El sacerdote le había alojado en la pequeña casa parroquial. Habían cenado a la luz de las velas en silencio. No era común que los hombres religiosos hablaran mientras comían. Después se habían ido a dormir y Hércules había descansado como nunca. Mientras desayunaban, cuando el sacerdote tomó el último sorbo de café, Hércules comenzó a preguntarle:

—¿Cómo descubrió la ciudad?

—¿Casualidad, tal vez? Eso podría pensar gente como usted, pero yo no creo en las casualidades, creo en los designios de Dios.

—Quiere decir que Dios le llevó hasta allí.

—Podemos decir que sí.

—¿Puede contarme cómo sucedió?

El sacerdote lo miró unos instantes y después comenzó a narrarle su misterioso viaje a Aztlán.

—Hace un par de años enfermé del estómago. A pesar del dolor y la pérdida de peso no me preocupé mucho, hasta una noche que vomité sangre. El médico más cercano estaba en la ciudad de San Miguel, así que tomé una de las barcas y fui hasta el embarcadero Batanga, pero me perdí en la laguna.

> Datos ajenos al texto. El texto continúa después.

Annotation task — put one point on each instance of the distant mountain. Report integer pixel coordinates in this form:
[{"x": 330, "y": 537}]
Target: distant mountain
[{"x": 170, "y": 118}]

Los viejos del lugar dicen que si te alejas de la luz que se ve al otro lado del lago, los demonios pueden devorarte; yo no creía todas esas supersticiones, pero al encontrarme perdido en el lago, en medio de la niebla, me asusté.

Hércules seguía el relato casi sin pestañear. Si daba con la ciudad antes que el general, podría tenderles una emboscada y liberar a sus amigos.

—Después de un día entero de viaje llegué a lo que parecía una cascada. Un gran volcán estaba delante de mis ojos. Me acerqué con la barca, aunque no pude observar nada extraño, pero justo al lado de la inmensa cascada observé una gran roca tallada. La figura era la de la serpiente emplumada. Miré la gran cascada y pude vislumbrar una especie de reflejo detrás del agua. Entonces remé hacia la cascada y penetré en el torrente de agua. Allí estaba lo que los hombres llevaban siglos buscando.

—¿Era Aztlán? ¿Por qué no dijo nada a nadie?

—Pensé que lo mejor era dejar las cosas como estaban, si hacía público mi descubrimiento, miles de aventureros se acercarían aquí para hacerse con un poco del tesoro de los aztecas. Mi deber es proteger las almas de los pobres habitantes del lago.

—¿Podría llevarme hasta allí?

—Sí, creo que podría encontrar de nuevo el camino.

—Pero primero quisiera ir a Mexcaltitán. Tengo que encontrarme con unos amigos allí.